次はAとCの販売数量増加要因、Bの販売単価下落要因を営業担当に、Cの原価削減要因を製造、仕入担当に確認することになります。

実際には扱う商品の種類が多く(前の会社での数百種類ありました)、分析はこんなに簡単ではありますんが、販売数量の多い商品にターゲットを絞ったり、分類を活用するなどして、対応していました。

利益が固まる前でも決算分析は進められる

前の会社では月次決算(速報ベース)を作成するのに月初4営業日を要していました。(仕入の請求書が全部届くには3日はかかるため、これが限界です。)

通常のペースでは月次決算があがって、残る1日で決算分析資料を作成しないと役員会に間に合いません。

ただ売上高は顧客に請求書を送る都合上、月初の1日で確定します。

売上のデータは月初第2営業日から利用可能になり、売上の分析作業が可能になります。利益が固まらなくても、決算分析は進められるのです。

先ほどの例では、売上高と粗利の額が算出でき、増減要因の分析を行うことができます。もちろん実際の売上総利益と粗利は異なりますが、大きくブレルことはなく、売上総利益の水準をある程度推定することができます。

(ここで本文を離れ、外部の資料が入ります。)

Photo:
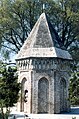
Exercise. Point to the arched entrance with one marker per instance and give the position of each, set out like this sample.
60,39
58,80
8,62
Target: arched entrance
22,93
63,95
43,95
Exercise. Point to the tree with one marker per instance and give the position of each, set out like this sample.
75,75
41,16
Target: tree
74,89
9,88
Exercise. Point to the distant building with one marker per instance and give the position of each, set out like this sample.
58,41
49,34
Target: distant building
43,70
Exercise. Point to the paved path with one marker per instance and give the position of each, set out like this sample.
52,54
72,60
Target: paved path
73,114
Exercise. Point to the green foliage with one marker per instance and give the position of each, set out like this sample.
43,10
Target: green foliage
74,89
9,88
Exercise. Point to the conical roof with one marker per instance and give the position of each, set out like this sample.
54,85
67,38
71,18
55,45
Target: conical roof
43,41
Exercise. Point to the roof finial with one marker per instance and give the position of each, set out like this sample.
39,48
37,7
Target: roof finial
43,7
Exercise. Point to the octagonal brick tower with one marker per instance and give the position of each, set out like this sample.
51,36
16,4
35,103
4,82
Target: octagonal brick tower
43,71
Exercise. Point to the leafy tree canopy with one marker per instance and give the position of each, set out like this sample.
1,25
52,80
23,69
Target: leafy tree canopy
9,88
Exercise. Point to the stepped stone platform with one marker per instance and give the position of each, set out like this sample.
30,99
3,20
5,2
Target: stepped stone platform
73,114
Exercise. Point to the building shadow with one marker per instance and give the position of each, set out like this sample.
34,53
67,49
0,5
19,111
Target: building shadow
73,111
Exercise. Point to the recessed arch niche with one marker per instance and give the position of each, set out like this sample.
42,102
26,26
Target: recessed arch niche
23,86
63,95
43,95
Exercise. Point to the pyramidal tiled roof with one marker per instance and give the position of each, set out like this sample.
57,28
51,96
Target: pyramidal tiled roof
43,41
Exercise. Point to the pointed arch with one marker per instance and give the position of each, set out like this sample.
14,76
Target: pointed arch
63,95
43,95
23,82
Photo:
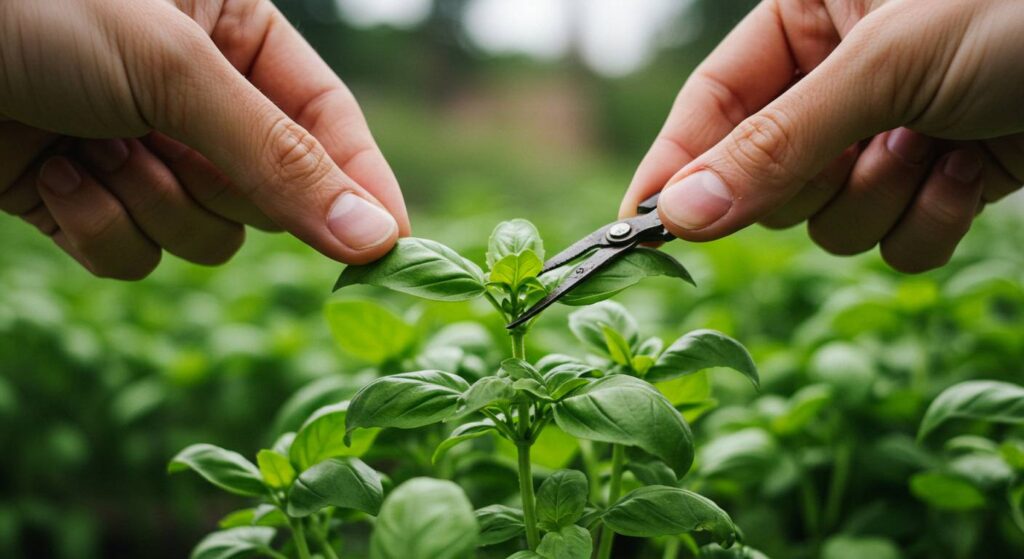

売上高は企業活動そのものであり、これを分析することが重要です。

固定費の増減要因を把握するのはそれほど大変ではありません。

外部からの決算分析の限界

最初に述べましたように、銀行等外部の人間からは、手に入る売上の情報は少なすぎます。

私は銀行から製造業に移ることにより、決算書を見る側から作る側に変わったのですが、情報量の違いはあまりにも大きすぎます。

詳細な情報を出してくれる企業はほとんどないでしょうから、ヒアリング等で多少なりとも埋めていくしかないと思います。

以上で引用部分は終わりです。